“My covenant will I not break, nor alter the thing that is gone out of my lips” (Psalm 89:34). The term “covenant” plays an integral part in the Christian faith. Yet I have never heard a preacher or teacher adequately describe the significance of “covenant” in a Christian’s life. The Bible itself is divided into two Covenants (or Testaments), Old and New. Throughout the Old Testament, God makes one covenant after another with humankind. What are all these covenants about? More importantly, what do they have to do with us today?
A covenant is an agreement or pledge between two or more parties, like a contract. It contains terms or duties each party must perform to fulfill the agreement. Such covenants are legally binding, and once they are finalized each party can be penalized for not fulfilling its respective terms.
In creating the New Covenant, God puts His amazing love for humankind on full display. Yet the church has been blind to this incredible doctrine for decades. As a young Christian I was taught that “covenant theology,” focusing on the New Covenant, was a licentious doctrine. The prevailing thought was that the New Covenant is so marvelously freeing that people might misuse it, indulging in permissive lifestyles.

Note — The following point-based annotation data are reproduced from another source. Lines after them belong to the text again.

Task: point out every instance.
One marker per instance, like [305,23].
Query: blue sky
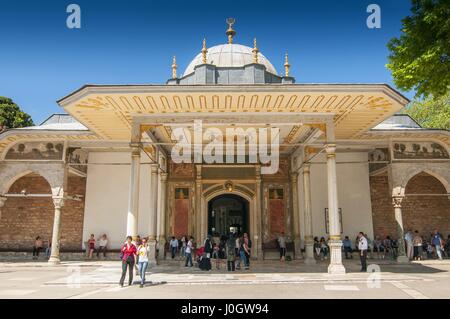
[132,42]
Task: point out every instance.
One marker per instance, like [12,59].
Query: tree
[420,58]
[431,112]
[11,116]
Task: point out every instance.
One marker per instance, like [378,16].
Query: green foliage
[11,116]
[420,58]
[431,113]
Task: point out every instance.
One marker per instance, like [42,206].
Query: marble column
[133,192]
[153,214]
[56,235]
[335,242]
[295,215]
[397,202]
[309,241]
[162,216]
[258,216]
[198,226]
[2,203]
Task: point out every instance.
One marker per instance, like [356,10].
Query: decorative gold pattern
[286,65]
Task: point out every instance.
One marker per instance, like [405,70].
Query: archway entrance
[228,213]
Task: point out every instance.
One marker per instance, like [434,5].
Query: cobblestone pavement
[269,279]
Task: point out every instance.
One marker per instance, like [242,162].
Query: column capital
[330,149]
[154,168]
[58,201]
[397,201]
[3,199]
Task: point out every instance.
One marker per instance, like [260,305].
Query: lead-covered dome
[229,55]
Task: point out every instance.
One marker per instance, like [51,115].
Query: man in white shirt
[409,237]
[362,246]
[174,246]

Yet the more I understand the New Covenant, the more I’m convinced we need its assurance in these perilous last days. Its pledge has the power to release in God’s church all the overcoming strength we need to be more than conquerors in any situation.
The New Covenant is a formal contract between Father and Son. And today we, the seed of a spiritual Israel, are brought into this covenant by faith. “Now hath he obtained a more excellent ministry, by how much also he is the mediator of a better covenant, which was established upon better promises” (Hebrews 8.6).
“My mercy will I keep for him for evermore, and my covenant shall stand fast with him” (Psalm 89:28).